By Katie Ariganello

‘No-Shave November’ is back and this means men will put their razors away and embrace their facial hair for the entire month. Dr. Jonathan Stewart, an assistant professor of family and community medicine at the Virginia Tech Carilion School of Medicine, says this annual campaign raises awareness about men’s health and the importance of early detection and screening for colon, prostate and testicular cancer.

“1 in 8 men will develop prostate cancer during their lives, and about 2-3 percent of men will die of prostate cancer,” said Stewart. “While no tests are perfect, men aged 55 to 69 are encouraged to talk to their doctors about the possible benefits of screening for prostate cancer.”

No-Shave November was started in 2009 by the Hill family in response to the death of Matthew Hill from colon cancer in 2007. Since then, the organization has promoted hair growth in November, something cancer patients often cannot do, as a way of raising awareness of cancers that commonly affect men such as colon, prostate, and testicular cancer.

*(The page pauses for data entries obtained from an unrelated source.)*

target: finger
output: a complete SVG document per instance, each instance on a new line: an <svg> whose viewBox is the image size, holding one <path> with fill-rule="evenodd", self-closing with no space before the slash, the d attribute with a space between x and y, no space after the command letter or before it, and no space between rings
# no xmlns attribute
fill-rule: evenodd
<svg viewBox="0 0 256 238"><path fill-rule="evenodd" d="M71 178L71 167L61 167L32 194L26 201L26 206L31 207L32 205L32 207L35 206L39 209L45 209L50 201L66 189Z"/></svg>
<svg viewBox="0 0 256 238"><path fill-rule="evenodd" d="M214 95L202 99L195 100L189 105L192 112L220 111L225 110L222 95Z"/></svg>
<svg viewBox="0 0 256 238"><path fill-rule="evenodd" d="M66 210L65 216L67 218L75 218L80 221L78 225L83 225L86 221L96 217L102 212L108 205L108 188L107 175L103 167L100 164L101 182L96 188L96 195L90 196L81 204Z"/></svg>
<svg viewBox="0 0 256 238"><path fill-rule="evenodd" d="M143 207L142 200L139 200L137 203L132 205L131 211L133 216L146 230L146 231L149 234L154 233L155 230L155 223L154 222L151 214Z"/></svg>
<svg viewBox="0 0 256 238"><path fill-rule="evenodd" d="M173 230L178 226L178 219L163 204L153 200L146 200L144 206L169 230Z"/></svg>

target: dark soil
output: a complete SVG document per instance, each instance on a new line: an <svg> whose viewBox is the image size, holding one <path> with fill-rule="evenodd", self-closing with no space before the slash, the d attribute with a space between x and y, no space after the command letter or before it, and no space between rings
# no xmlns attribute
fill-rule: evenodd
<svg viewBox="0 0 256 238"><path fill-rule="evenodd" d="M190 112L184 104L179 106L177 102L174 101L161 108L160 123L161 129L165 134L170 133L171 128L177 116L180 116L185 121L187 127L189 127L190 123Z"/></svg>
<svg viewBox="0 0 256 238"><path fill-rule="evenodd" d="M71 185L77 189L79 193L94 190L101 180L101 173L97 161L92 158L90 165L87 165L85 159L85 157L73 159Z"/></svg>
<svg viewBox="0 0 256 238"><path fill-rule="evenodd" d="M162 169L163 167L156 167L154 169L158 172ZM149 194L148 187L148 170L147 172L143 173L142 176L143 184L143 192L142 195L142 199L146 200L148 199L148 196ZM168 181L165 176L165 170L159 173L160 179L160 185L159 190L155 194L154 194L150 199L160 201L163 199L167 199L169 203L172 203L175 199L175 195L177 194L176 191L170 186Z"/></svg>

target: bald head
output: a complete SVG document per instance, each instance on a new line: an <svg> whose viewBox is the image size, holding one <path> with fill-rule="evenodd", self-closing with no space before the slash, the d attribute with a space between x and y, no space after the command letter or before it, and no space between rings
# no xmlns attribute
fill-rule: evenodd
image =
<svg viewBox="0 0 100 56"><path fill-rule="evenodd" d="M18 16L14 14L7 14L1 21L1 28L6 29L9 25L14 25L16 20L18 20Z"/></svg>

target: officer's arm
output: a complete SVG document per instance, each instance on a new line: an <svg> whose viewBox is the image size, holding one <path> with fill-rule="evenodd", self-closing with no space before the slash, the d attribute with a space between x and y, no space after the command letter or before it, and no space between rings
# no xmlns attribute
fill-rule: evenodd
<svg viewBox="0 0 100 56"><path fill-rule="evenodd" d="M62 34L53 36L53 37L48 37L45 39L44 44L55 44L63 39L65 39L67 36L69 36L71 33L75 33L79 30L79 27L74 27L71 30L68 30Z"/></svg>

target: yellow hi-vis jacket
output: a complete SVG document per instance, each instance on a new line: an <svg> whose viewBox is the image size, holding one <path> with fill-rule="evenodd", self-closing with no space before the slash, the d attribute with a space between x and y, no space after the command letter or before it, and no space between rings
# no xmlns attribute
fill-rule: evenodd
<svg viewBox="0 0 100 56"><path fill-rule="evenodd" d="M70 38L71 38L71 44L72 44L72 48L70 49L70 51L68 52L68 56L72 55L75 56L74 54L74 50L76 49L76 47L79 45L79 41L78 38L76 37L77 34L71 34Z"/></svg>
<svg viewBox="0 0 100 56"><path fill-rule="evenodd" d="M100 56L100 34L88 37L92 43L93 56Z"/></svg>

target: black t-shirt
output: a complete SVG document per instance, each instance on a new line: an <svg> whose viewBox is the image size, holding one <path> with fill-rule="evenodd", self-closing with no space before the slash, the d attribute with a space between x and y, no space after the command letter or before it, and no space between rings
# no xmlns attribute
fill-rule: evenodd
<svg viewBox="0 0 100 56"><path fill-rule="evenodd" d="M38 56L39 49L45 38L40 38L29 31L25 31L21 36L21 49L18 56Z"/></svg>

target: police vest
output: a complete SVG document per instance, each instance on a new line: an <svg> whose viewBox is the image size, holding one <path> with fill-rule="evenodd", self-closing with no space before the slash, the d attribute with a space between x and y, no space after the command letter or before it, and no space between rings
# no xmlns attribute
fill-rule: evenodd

“Participants in ‘No-Shave November’ are encouraged to ditch the razors and hair salon appointments for the month and contribute those savings to the cause. Since 2009, the organization has helped raise $12 million to support research and treatment efforts,” said Stewart.

Stewart shares the following ways to get involved and raise awareness during ‘No-Shave November.

- Let the hair grow!  Embrace the fuzzy side of life with a goal of starting some conversations with those around you about why you're putting down the razor.

- Encourage those around you to take charge of their own health and avoid falling into the trap of ignoring what their body could be telling them when things don't seem right.

- For those motivated to provide financial support, the ‘No-Shave November’ website allows individuals and teams to sign up for fundraising, designating which cancer fighting or research organization can benefit from the contributions.

About Stewart

Jonathan Stewart is an assistant professor of family and community medicine at the Virginia Tech Carilion School of Medicine. He is a medical doctor of family medicine at Carilion Clinic Family Medicine – Southeast in Roanoke, Va. Stewart attended the University of Virginia Medical School and his residency was at Lancaster (Pa.) General Hospital. He is board certified by the American Board of Family Medicine.